There are two Windows examples, with and without the drive letter at the prefix of the path.

$ python urllib_pathnames.py

== Default ==
Original: /a/b/c
URL     : /a/b/c
Path    : /d/e/f

== Windows, without drive letter ==
Original: \a\b\c
URL     : /a/b/c
Path    : \d\e\f

== Windows, with drive letter ==
Original: C:\\a\b\c
URL     : ///C:/a/b/c
Path    : \d\e\f

Simple Retrieval with Cache

Retrieving data is a common operation, and urllib includes the urlretrieve() function so you don’t have to write your own. urlretrieve() takes arguments for the URL, a temporary file to hold the data, a function to report on download progress, and data to pass if the URL refers to a form where data should be POSTed. If no filename is given, urlretrieve() creates a temporary file. You can delete the file yourself, or treat the file as a cache and use urlcleanup() to remove it.

This example uses GET to retrieve some data from a web server:

import urllib
import os

def reporthook(blocks_read, block_size, total_size):
    if not blocks_read:
        print 'Connection opened'
        return
    if total_size < 0:
        # Unknown size
        print 'Read %d blocks' % blocks_read
    else:
        amount_read = blocks_read * block_size
        print 'Read %d blocks, or %d/%d' % (blocks_read, amount_read, total_size)
    return

try:
    filename, msg = urllib.urlretrieve('http://blog.doughellmann.com/', reporthook=reporthook)
    print
    print 'File:', filename
    print 'Headers:'
    print msg
    print 'File exists before cleanup:', os.path.exists(filename)

finally:
    urllib.urlcleanup()

    print 'File still exists:', os.path.exists(filename)

Since the server does not return a Content-length header, urlretrieve() does not know how big the data should be, and passes -1 as the total_size argument to reporthook().
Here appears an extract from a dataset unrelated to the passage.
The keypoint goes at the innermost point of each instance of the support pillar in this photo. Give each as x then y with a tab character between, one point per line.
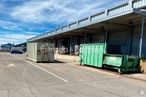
130	38
84	37
141	37
71	48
$ python urllib_urlretrieve.py
Connection opened
Read 1 blocks
Read 2 blocks
Read 3 blocks
Read 4 blocks
Read 5 blocks
Read 6 blocks
Read 7 blocks
Read 8 blocks
Read 9 blocks
Read 10 blocks
Read 11 blocks
Read 12 blocks
Read 13 blocks
Read 14 blocks
Read 15 blocks
Read 16 blocks
Read 17 blocks
Read 18 blocks
Read 19 blocks

File: /var/folders/9R/9R1t+tR02Raxzk+F71Q50U+++Uw/-Tmp-/tmp3HRpZP
Headers:
Content-Type: text/html; charset=UTF-8
Last-Modified: Tue, 25 Mar 2008 23:09:10 GMT
Cache-Control: max-age=0 private
ETag: "904b02e0-c7ff-47f6-9f35-cc6de5d2a2e5"
Server: GFE/1.3
Date: Sun, 30 Mar 2008 17:36:48 GMT
Connection: Close

File exists before cleanup: True
File still exists: False

URLopener

urllib provides a URLopener base class, and FancyURLopener with default handling for the supported protocols. If you find yourself needing to change their behavior, you are probably better off looking at the urllib2 module, added in Python 2.1.

See also

urllib
Standard library documentation for this module.
urllib2
Updated API for working with URL-based services.
urlparse
Parse URL values to access their components.